# Build insurance



## pat_os (15 Dec 2008)

I have used self build insurance before but am wondering if using a contractor does their insurance cover the duration of the build or would I still need my own separate insurance


----------



## briancbyrne (15 Dec 2008)

No - you would need to still have your own - covers the P.L side amongst other aspects.
As an aside Eagle Star has a particularly competitive rate at the moment. (no affiliation)


----------



## sse (15 Dec 2008)

The contractor's insurance will only cover the work they are doing. You'll still be liable as the ultimate owner of the site for trespassers etc.

A self-build policy _may_ also enable you to carry out direct sub-contract work before the builder completely finishes. Bear in mind this area is legally complex with shared access/scaffolding etc. Your builder may not be prepared to share the site while direct work is going on.

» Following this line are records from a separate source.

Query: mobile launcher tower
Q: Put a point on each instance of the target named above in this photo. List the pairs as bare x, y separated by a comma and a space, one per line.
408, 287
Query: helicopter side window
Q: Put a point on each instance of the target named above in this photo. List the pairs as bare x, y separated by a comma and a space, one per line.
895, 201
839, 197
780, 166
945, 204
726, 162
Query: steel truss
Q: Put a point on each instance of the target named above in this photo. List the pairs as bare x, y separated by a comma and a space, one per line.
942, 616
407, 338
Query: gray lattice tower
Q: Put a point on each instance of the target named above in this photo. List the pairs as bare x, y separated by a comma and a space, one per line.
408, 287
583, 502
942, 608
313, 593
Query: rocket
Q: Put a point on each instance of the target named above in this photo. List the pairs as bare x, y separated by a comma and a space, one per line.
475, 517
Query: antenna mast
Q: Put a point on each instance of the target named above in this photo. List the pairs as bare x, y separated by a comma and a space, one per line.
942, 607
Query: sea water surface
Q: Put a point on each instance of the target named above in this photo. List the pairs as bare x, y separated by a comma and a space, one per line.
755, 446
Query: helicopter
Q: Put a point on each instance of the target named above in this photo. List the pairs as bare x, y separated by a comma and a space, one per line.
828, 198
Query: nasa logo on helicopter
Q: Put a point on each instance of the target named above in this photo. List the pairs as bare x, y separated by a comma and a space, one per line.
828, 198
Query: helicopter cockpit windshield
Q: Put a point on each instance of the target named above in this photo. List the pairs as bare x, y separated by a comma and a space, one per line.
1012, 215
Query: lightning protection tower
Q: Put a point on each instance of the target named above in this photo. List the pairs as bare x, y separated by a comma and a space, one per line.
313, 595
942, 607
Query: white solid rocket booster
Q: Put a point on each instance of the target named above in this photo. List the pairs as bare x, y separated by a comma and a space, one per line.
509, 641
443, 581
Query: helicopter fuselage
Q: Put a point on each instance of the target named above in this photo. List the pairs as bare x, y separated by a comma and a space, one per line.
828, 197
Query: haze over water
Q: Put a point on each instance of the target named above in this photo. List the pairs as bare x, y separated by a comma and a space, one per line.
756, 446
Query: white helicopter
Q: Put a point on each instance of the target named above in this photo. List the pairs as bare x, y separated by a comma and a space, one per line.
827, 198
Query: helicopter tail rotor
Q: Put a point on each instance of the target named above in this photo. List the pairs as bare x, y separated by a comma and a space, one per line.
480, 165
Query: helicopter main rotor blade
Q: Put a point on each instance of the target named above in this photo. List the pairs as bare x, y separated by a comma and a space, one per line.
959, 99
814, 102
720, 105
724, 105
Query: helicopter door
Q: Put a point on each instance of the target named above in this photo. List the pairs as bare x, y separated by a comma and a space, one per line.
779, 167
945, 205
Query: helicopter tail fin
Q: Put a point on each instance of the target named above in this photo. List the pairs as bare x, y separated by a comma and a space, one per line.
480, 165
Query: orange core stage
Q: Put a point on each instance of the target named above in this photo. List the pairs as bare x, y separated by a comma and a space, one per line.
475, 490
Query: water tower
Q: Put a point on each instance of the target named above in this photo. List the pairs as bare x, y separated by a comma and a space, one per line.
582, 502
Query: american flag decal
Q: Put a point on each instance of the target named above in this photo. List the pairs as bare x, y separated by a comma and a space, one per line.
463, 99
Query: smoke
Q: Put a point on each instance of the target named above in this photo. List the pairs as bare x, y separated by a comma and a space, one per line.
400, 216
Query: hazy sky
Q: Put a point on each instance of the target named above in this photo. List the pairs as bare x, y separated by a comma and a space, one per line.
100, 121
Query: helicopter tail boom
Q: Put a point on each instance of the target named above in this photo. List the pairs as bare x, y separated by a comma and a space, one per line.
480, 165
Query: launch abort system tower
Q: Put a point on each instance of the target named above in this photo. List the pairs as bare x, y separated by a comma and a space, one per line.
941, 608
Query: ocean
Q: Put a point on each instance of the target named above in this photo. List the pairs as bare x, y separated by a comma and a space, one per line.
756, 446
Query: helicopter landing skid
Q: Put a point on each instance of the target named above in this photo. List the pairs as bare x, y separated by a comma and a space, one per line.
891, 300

Not having a suitable level of all risks cover is probably the biggest false economy you can make as a self-builder.

SSE


----------



## sfag (16 Dec 2008)

And costly. it cost me 5 grand 4 years ago.


----------



## runner (16 Dec 2008)

You will need in addition to the contractors insurance, your own public laibility I believe.
I saw a friends policy last year with Zurich Ins for around 650€ which provided 2m€ cover for PL in above instance.


----------



## sse (16 Dec 2008)

You will need "Contractor's All Risks" cover for a self-build, this covers Public Liability, Employer's Liability and Damage/Theft cover. You will also be responsible for H&S onsite.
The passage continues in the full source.